Tuesday, April 9, 2013

In the Arena by Isobel Kuhn

       We love platforms.
       We use the expression "take center stage" and by that we mean something good.  The implication is that all eyes are upon us - this is our moment!  Simply put, we want to be in the "limelight".
        A dear sister (whom I've never met) wrote a little book called,  In the Arena.  This lady, Isabel Kuhn, was a missionary to China during WWII and under those harsh circumstances, she often found herself doing things she would never have considered back at home - such as bargaining to ride in a stranger's truck over mountains in order to reach her children who were in a school thousands of miles away.  Back home in Canada, a truly feminine, well-brought up wife and mother never hitched a ride, let alone in a war zone, traveling alone and unprotected.  But as she put it in her book, a mother will do many things to get to her children.
       Still, it was hard.  And as she sat silently in a beat up truck with a rather rough-looking man, she asked the Lord why she was having to do things like this. And immediately the Lord gave her these words from the King James Bible - "For I think that God hath set forth us... last... for we are made a spectacle unto the world."  (I Cor. 4:9)  Well,bouncing around on isolated mountain roads, trying to look confident lest her traveling companion decide to take advantage of her, she certainly felt like a spectacle.
      Through this experience and others, she came to realize that the world is, um, not a stage per se, but an arena. And within this arena there are platforms upon which God's children are sometimes called to stand, not to the adulation of the crowds but to the opposite.
      Why?
      Isabel writes:  "The purpose of the arena experience is not for our punishment; it is that God might be revealed."
      Okay... Revealed to whom?  Who sees the power of God as it is revealed through our platform experiences?  The answer is both  watchers visible and invisible, both men and angels.  We are in the limelight  as we stand on platforms created by spiritual struggles that swirl all around us.

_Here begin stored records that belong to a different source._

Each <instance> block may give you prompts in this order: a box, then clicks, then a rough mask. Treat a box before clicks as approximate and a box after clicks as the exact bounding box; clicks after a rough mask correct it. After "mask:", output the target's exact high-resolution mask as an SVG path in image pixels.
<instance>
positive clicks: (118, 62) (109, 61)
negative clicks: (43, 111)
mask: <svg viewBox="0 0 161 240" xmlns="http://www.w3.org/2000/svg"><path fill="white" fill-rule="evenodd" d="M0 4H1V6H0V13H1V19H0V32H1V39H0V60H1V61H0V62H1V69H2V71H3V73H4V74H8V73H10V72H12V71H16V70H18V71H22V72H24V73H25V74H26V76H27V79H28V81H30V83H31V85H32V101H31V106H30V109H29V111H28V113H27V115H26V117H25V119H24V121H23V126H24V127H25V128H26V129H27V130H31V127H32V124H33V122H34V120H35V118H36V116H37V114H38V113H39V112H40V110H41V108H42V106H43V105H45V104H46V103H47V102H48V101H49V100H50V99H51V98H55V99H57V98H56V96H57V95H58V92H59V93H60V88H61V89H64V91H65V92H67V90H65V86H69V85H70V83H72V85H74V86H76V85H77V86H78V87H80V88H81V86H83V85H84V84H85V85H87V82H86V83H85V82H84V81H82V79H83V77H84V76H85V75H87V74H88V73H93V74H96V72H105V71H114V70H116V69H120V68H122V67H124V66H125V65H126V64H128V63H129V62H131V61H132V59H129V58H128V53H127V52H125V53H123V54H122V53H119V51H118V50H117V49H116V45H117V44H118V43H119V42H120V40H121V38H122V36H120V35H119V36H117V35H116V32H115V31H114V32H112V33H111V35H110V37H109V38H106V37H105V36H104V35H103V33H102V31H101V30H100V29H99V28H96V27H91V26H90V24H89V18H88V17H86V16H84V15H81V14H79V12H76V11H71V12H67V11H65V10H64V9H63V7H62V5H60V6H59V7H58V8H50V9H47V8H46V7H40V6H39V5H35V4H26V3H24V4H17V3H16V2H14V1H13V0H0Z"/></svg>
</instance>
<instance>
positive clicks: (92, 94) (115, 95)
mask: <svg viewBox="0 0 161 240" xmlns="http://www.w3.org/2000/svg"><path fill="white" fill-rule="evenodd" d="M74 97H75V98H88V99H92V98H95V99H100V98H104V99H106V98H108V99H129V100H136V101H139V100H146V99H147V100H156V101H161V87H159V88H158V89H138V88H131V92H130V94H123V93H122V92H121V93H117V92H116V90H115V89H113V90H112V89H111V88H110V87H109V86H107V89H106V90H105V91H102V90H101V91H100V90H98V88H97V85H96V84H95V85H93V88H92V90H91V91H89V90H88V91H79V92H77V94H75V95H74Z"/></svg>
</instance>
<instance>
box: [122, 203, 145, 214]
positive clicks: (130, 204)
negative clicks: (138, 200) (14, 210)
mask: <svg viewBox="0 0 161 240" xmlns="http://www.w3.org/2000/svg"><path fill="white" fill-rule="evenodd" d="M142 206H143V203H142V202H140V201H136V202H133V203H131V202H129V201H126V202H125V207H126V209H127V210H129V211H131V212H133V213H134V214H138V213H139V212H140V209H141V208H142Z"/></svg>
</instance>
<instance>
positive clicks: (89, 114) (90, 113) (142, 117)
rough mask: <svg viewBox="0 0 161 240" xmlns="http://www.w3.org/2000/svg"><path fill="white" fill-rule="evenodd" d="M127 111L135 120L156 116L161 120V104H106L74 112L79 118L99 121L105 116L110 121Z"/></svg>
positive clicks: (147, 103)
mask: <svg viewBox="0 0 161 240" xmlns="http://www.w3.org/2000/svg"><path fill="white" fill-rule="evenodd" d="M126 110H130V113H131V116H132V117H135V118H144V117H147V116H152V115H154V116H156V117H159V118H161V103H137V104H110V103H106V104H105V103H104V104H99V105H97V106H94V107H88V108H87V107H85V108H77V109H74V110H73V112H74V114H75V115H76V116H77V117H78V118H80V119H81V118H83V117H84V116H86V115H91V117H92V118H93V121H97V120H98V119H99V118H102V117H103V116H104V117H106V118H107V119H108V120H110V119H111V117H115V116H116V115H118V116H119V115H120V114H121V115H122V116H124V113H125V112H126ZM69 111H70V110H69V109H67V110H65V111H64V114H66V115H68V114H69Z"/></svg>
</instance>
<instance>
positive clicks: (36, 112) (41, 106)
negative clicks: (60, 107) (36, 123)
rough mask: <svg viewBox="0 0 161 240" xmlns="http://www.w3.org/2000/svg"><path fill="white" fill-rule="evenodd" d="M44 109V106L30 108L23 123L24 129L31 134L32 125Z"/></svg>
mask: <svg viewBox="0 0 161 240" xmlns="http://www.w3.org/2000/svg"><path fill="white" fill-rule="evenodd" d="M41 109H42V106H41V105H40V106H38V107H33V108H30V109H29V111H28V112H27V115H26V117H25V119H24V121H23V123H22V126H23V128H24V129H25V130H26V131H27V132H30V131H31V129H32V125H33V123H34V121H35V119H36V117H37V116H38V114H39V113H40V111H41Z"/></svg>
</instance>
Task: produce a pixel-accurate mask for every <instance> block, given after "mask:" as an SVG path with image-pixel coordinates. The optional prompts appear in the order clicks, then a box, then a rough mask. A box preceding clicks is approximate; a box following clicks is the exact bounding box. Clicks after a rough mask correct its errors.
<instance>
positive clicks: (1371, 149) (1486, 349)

     Sometimes the platforms that we are called to stand upon (for a time) simply make us very uncomfortable.  Sometimes they go beyond "uncomfortable" and can be classified as fiery trials. When Isabel wrote this book, she was slowly dying of cancer in the late 1950's and it was upon this bed of sickness that she could see clearly how God had used each "spectacle" event in her life to show forth His power to others as well as to herself.
    She goes on to reference a Bible lesson that she learned many years earlier from a teacher named Vanderbreggen.  He  explained that the well-known verse Phil. 3:10 actually should be read in reverse order.  The verse itself says:  that I may know Him, and the power of His resurrection and the fellowship of His sufferings, being conformed to His death;
    Mr. Vanderbreggen said that in real life, the verse plays out this way:
   1.  The believer is put in a situation where they have a choice - to act like Christ or not.  His will or theirs...  When they choose to respond the way Christ would, they are suddenly on a platform in the arena, dying to self.
   2.  As they live out that choice, they experience suffering.  But with the suffering comes a sweet surprise - a deeper fellowship with Christ than they have ever known before, the fellowship of His suffering.
   3.  Eventually the power of His resurrection will be manifested through this experience and the trial will come to an end.
   4.  But the final result will be lasting - a deeper knowledge of Him whom we love.
    How does this work out in real life?
    Well, this is what the book is all about. Each chapter is about a different platform that Isabel was called to stand upon during her 57 years on this earth.  And each time, her platform experiences yielded the sweet fragrance of His love to those around her and eventually yielded resurrection life in her own walk with the Lord.